Oh my Buddha

Le départ de Bangkok pour la province de Chiang Mai est prévu depuis la gare ferroviaire de Hua Lamphong à 19h35. Le trajet dure environ 14h. Un wagon couchette nous attend. Nous avons nos billets et après un rapide passage au 7/11 pour quelques chips, boissons et papier toilette, nous nous installons. Deux anglaises sont assises à côté de nous et rapidement, plusieurs autres backpackers mais aussi des locaux remplissent les sièges vacants. Le wagon est propre et on se réjouit de découvrir la suite!
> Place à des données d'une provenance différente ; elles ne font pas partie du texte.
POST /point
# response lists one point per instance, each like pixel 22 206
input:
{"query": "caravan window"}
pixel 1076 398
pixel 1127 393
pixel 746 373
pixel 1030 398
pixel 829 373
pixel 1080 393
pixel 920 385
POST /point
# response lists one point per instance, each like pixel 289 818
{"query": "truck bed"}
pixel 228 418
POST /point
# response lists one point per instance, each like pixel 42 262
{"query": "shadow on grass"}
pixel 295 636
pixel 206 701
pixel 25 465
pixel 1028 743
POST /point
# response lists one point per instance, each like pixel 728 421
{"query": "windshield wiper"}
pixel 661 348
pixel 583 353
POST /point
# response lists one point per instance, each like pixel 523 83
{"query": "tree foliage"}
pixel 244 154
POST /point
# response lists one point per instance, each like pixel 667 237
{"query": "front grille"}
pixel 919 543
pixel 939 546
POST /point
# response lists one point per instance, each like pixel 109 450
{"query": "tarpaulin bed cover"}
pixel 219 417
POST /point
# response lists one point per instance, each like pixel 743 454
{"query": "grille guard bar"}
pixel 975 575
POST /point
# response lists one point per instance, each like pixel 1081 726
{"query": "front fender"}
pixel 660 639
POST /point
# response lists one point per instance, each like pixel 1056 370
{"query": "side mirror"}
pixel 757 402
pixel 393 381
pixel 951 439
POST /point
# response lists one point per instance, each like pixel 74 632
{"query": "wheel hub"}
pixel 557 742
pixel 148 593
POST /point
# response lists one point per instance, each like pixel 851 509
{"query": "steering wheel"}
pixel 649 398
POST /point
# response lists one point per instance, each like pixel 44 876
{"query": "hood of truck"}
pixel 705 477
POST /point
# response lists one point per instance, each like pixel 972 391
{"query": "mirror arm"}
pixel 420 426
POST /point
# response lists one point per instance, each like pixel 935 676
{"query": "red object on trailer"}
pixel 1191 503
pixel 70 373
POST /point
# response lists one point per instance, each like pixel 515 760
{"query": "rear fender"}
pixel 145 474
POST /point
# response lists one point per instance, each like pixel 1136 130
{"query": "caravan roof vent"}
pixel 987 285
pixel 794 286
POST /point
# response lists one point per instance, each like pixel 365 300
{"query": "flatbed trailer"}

Le train démarre à 19h42. En bons Suisses, nous ne nous attendions pas à une telle ponctualité. Le personnel du train nous propose très rapidement le menu du dîner ainsi que du petit-déjeuner. Nous optons pour le même menu qui comprend une soupe épicée. Jessica préfère ne pas la boire car le “super spicy” n’est pas encore son truc. Après avoir mangé et quelques parties de backgammon plus tard, le personnel du train vient pour transformer les deux sièges en couchettes, upper et lower. Le train vibre beaucoup. Nous ne dormons pas beaucoup mais avons la chance d’être réveillés par un magnifique lever de soleil aux alentours de 5h30. Nous entrons dans les montagnes du nord de la Thaïlande.

Considérant que le train s’est arrêté une bonne dizaine de fois durant la nuit et que notre vitesse maximale ne devait pas dépasser les 50 km/h, nous sommes stupéfaits d’arriver à Chiang Mai à 9h50. Une vingtaine de minutes de retard uniquement sur le planning. Nous prenons un taxi rouge — sorte de tuk tuk — pour notre hostel et décidons de faire une sieste puisque la nuit n’était pas très reposante.

Nous passons les deux premières nuits au Mojito Garden, un jardin composé de quelques cabanes et dortoirs. Une ambiance très hippie qui nous change de l’ambiance vécue à Bangkok. Nous profitons de l’après-midi pour se balader dans la vieille ville et aller manger au Tikky Café. La nourriture y est délicieuse et le thé froid maison, avec cette chaleur, stratosphérique.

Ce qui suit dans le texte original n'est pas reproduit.